What's going on with Gasoline Prices in 2026?

today’s gas prices are the result of a rare global supply disruption, geopolitical instability, and refinery‑level impacts that ripple directly to the pump. Prices have cooled from their peak but remain elevated — and will likely stay volatile until oil flows through the Strait of Hormuz fully normalize.

Gas prices today are being driven by one thing above all else: a global oil supply shock centered around the Strait of Hormuz. In early 2026, this critical waterway — which carries roughly 20% of the world’s seaborne oil — was temporarily blocked, sending crude prices soaring above $120 USD/barrel and pushing pump prices sharply higher across Canada.

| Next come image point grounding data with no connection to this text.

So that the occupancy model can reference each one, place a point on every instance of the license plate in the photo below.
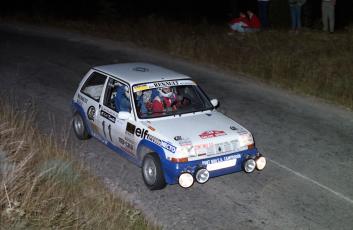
(221, 165)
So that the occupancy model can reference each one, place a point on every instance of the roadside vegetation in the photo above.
(311, 62)
(43, 187)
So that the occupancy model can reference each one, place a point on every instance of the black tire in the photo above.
(79, 127)
(152, 172)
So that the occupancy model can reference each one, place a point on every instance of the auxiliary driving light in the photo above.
(260, 163)
(202, 175)
(249, 165)
(186, 180)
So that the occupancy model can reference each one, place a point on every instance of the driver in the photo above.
(164, 101)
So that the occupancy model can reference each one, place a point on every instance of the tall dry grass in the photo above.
(43, 187)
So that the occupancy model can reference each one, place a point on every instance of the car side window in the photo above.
(117, 96)
(93, 86)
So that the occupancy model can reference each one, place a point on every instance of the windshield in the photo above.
(169, 98)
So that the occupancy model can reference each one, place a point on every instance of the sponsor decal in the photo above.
(204, 149)
(177, 138)
(108, 116)
(91, 112)
(130, 128)
(140, 88)
(126, 145)
(143, 134)
(82, 98)
(183, 141)
(162, 84)
(212, 134)
(165, 84)
(221, 159)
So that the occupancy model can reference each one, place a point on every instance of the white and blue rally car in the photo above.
(163, 122)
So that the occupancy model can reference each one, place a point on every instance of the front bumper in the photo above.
(173, 170)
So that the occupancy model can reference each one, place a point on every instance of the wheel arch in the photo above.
(146, 147)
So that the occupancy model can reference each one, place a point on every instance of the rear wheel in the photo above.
(80, 127)
(152, 172)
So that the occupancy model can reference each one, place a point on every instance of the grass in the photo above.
(43, 187)
(312, 62)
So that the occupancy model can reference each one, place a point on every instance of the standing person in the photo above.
(239, 24)
(254, 22)
(328, 15)
(263, 12)
(295, 11)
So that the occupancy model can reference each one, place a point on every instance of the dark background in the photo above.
(182, 10)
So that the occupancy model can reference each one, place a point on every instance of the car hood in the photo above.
(209, 133)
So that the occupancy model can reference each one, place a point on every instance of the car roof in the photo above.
(135, 73)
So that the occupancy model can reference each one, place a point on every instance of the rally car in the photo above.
(162, 121)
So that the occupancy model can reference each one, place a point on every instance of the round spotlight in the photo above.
(186, 180)
(249, 165)
(202, 175)
(260, 163)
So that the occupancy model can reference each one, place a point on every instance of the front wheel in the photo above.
(80, 127)
(152, 172)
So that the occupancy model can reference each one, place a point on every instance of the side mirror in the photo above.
(215, 103)
(123, 115)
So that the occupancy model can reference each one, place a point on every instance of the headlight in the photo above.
(186, 180)
(260, 163)
(202, 175)
(249, 165)
(245, 140)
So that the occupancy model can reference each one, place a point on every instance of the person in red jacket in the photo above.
(239, 24)
(254, 22)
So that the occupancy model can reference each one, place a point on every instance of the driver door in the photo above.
(113, 128)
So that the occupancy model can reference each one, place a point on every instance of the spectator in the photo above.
(263, 12)
(295, 11)
(254, 22)
(239, 24)
(328, 15)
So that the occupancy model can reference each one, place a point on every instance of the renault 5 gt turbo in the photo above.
(163, 122)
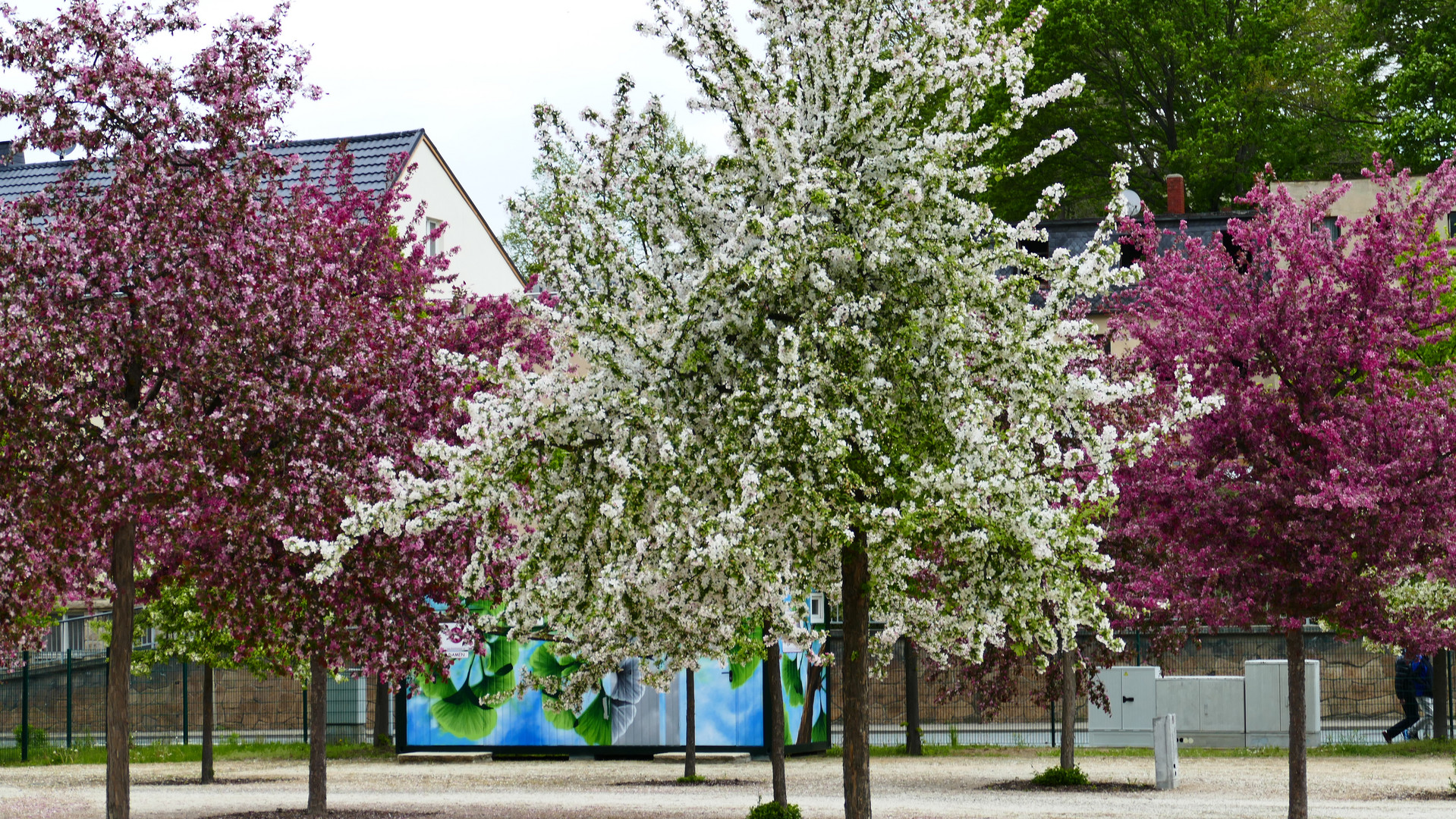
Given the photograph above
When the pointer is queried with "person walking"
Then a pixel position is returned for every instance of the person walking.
(1421, 686)
(1404, 692)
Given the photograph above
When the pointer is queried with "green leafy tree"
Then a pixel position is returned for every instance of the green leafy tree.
(1408, 73)
(1210, 89)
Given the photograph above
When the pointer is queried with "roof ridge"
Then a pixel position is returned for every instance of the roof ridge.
(274, 146)
(351, 140)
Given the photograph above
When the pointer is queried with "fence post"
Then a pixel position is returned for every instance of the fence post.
(1053, 713)
(401, 738)
(1443, 694)
(25, 706)
(68, 698)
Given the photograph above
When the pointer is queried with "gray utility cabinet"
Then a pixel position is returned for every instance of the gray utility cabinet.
(1132, 693)
(1210, 709)
(1213, 712)
(1267, 687)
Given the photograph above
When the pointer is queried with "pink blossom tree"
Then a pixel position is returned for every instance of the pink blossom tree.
(1329, 473)
(207, 350)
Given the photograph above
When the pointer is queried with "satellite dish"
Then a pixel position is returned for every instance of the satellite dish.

As a result, Canada’s national average climbed to nearly 198¢/L in mid‑April before easing to around 164¢/L by mid‑June as crude prices retreated toward $75 USD/barrel. A temporary federal excise‑tax suspension (10¢/L off gasoline) helped soften the blow, but prices remain significantly higher than last year — roughly 48% above April 2025 levels.

The situation is similar across other major markets: the U.S., U.K., Australia, and Canada have all seen substantial increases tied directly to the Hormuz disruption, with diesel hit even harder due to its higher yield from Middle Eastern crude.